Hi there,
I've been trying to analyze Brassica napus transcriptomic data for the purpose of isoform expression and incidence of splicing events which led me to use the Brassica Database GFF3 and fasta files for my index generation (STAR).
After a few errors I managed to get my STAR run working but subsequent software (e.g. rMATS require gtf files and the BRAD GFF3 doesn't seem to be compatible with any GFF3->gtf software.
(I've used gffread and genometools so far).
Has anyone had similar problems with the formatting of these BRAD annotation files?
Example formatting:
chrC03 GazeA2 mRNA 28541218 28543845 572.4227 + .
ID=BnaC03g43490D;Name=BnaC03g43490D;Alias=GSBRNA2T00158351001
chrC03 GazeA2 UTR 28543523 28543845 6.0158 + .
Parent=BnaC03g43490D;Name=BnaC03g43490D;Alias=GSBRNA2T00158351001
chrC03 GazeA2 CDS 28543454 28543522 29.9339 + 0 Parent=BnaC03g43490D;Name=BnaC03g43490D;Alias=GSBRNA2T00158351001
chrC03 GazeA2 CDS 28543158 28543369 27.5481 + 1 Parent=BnaC03g43490D;Name=BnaC03g43490D;Alias=GSBRNA2T00158351001
chrC03 GazeA2 CDS 28542958 28543060 27.3743 + 0 Parent=BnaC03g43490D;Name=BnaC03g43490D;Alias=GSBRNA2T00158351001
Columns 1-8 are mostly consistent with sample GFF3 files but I've noticed a large space in the mRNA row between the score and strand columns. Also, the attribute column is different but I don't know if this is an acceptable departure from the norm.

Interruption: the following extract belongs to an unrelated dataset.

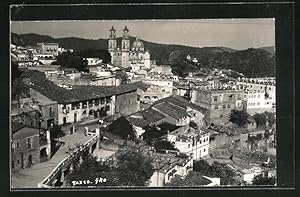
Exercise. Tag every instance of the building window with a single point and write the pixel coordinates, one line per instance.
(29, 143)
(102, 101)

I managed to get around this problem in STAR through: STAR --runMode genomeGenerate --genomeDir $1 --genomeFastaFiles $genfas --sjdbOverhang 99 --sjdbGTFfile $gff3 --sjdbGTFtagExonParentTranscript Parent --sjdbGTFfeatureExon CDS
Which seems to be correct, and following map job was successful.
Does anyone have any ideas as what could be causing this problem and/or any potential solutions?
Thanks in advance, I've been really wracking my brain.